"Delegasi OKI telah mengunjungi kawasan itu dua kali untuk memahami apa yang sebenarnya terjadi. Hingga saat ini, PBB belum diizinkan mengunjungi Daerah Otonomi Uighur Xinjiang di China," kata Habib, menyoroti pentingnya membangun dialog ini.
Habib juga menyoroti upaya OKI di Myanmar selama 20 tahun terakhir, dan langkah-langkah yang telah mereka ambil, bersama dengan PBB dan Uni Eropa untuk mengadvokasi perjuangan Muslim Rohingya. "Myanmar harus sepenuhnya mematuhi tindakan sementara yang dikeluarkan oleh Mahkamah Internasional," kata Habib, merujuk pada kasus genosida yang ditujukan terhadap Myanmar oleh Gambia di pengadilan PBB.
Ketua Komite Hak Asasi Manusia dan Anggota Dewan Arakan Rohingya Union Reza Uddin mengatakan orang-orang Rohingya telah menderita selama hampir setengah abad. "Pembatasan agama, perkawinan, kepemilikan tanah, perampasan pendidikan dan kesehatan, pemerkosaan berkelompok dan perdagangan manusia, semua pelanggaran ini adalah cetak biru dari genosida," kata Uddin.

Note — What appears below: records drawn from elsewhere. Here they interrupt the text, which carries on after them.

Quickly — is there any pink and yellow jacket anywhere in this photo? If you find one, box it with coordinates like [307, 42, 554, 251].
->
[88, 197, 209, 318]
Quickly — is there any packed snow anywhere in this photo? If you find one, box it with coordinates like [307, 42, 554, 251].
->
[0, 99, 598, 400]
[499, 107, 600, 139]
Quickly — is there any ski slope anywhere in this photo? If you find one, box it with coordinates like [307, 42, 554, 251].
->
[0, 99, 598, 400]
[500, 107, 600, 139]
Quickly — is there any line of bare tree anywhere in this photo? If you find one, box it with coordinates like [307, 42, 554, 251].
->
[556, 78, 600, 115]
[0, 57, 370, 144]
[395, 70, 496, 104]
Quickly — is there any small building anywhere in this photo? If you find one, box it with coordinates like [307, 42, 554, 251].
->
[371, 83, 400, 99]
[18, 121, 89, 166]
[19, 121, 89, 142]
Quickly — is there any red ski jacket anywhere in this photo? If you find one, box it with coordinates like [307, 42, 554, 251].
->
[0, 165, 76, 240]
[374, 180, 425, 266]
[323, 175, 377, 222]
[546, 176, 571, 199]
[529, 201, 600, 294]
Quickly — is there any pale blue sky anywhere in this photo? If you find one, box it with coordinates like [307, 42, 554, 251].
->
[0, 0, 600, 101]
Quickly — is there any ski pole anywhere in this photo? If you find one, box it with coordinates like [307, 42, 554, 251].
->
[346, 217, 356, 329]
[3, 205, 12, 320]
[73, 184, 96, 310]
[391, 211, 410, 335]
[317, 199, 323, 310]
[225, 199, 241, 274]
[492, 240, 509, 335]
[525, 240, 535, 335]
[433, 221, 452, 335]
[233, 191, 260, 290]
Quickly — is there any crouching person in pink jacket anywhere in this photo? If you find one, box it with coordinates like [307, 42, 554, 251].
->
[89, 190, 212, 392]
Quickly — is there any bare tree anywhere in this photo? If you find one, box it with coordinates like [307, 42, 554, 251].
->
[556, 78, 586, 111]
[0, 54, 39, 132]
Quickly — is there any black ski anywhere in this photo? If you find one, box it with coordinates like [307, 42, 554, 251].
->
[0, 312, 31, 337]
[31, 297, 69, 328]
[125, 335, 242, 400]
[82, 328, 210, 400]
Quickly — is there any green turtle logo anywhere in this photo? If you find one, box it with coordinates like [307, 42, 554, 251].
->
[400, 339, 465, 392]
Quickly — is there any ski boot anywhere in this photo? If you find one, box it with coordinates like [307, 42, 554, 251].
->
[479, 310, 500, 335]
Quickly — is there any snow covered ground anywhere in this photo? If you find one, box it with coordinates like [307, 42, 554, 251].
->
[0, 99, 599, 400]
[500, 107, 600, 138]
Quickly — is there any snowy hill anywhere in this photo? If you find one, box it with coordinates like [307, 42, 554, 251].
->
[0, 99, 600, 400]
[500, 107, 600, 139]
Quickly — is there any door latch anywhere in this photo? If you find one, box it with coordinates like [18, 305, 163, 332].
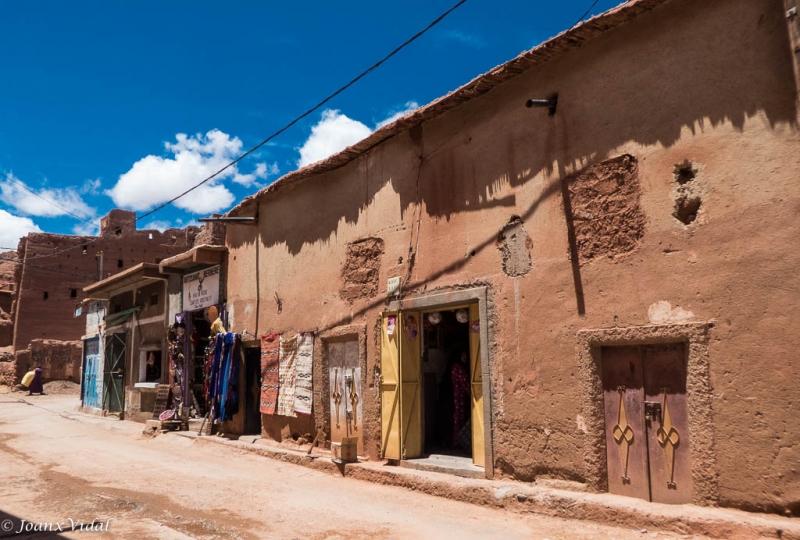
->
[644, 401, 661, 423]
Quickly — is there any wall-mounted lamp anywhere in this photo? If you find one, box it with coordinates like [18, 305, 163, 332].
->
[525, 94, 558, 116]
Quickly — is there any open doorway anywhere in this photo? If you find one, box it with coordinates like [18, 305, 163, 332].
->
[422, 308, 472, 458]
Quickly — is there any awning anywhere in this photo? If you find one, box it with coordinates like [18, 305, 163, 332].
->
[158, 244, 228, 274]
[83, 263, 167, 300]
[103, 306, 142, 326]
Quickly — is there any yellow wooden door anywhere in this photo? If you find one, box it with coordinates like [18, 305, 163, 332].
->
[381, 312, 401, 459]
[469, 304, 486, 467]
[400, 311, 422, 459]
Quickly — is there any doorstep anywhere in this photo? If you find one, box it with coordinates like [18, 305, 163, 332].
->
[179, 432, 800, 540]
[398, 454, 486, 478]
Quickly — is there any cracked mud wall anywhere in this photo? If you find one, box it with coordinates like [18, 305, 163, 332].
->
[223, 0, 800, 512]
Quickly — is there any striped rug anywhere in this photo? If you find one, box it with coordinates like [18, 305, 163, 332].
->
[294, 332, 314, 414]
[259, 334, 281, 414]
[275, 335, 298, 416]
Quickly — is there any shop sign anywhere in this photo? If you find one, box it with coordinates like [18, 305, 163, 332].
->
[183, 265, 220, 311]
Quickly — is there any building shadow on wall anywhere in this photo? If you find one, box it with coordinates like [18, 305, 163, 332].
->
[229, 0, 797, 262]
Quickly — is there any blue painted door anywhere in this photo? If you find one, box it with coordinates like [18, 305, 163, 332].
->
[81, 337, 103, 409]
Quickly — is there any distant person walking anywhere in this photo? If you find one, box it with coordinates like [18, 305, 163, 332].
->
[23, 366, 44, 396]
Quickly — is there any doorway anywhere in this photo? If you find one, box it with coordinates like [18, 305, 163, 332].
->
[381, 298, 489, 470]
[422, 308, 472, 458]
[244, 347, 261, 435]
[601, 342, 693, 504]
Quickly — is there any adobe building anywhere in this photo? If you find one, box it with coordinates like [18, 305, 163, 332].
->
[6, 209, 224, 382]
[220, 0, 800, 514]
[81, 244, 227, 422]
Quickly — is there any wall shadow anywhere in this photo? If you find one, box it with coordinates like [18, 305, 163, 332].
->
[230, 0, 797, 260]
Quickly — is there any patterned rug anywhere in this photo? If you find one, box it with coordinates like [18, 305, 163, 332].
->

Reza mencontohkan Myanmar telah membunuh ratusan rakyatnya sendiri sejak militer menggulingkan pemerintah yang dipilih secara demokratis pada 1 Februari 2021. Hal ini antara lain karena kecenderungan pemerintah mematuhi putusan Mahkamah Internasional atas kasus Rohingya.
Seminar di Istanbul ini juga menyoroti soal Muslim Kashmir. Sekretaris Jenderal World Kashmir Awareness Forum Syed Ghulam Nabi Fai menggambarkan Kashmir sebagai penjara terindah di dunia. Kashmir dikenal sebagai surga di dunia yang terkenal karena keindahannya yang luar biasa, tetapi telah menjadi neraka bagi penduduknya sendiri.
"Hari ini Gregory H Stanton, pendiri dan presiden Genocide Watch, memperingatkan Kashmir berada di ambang genosida," kata Fai.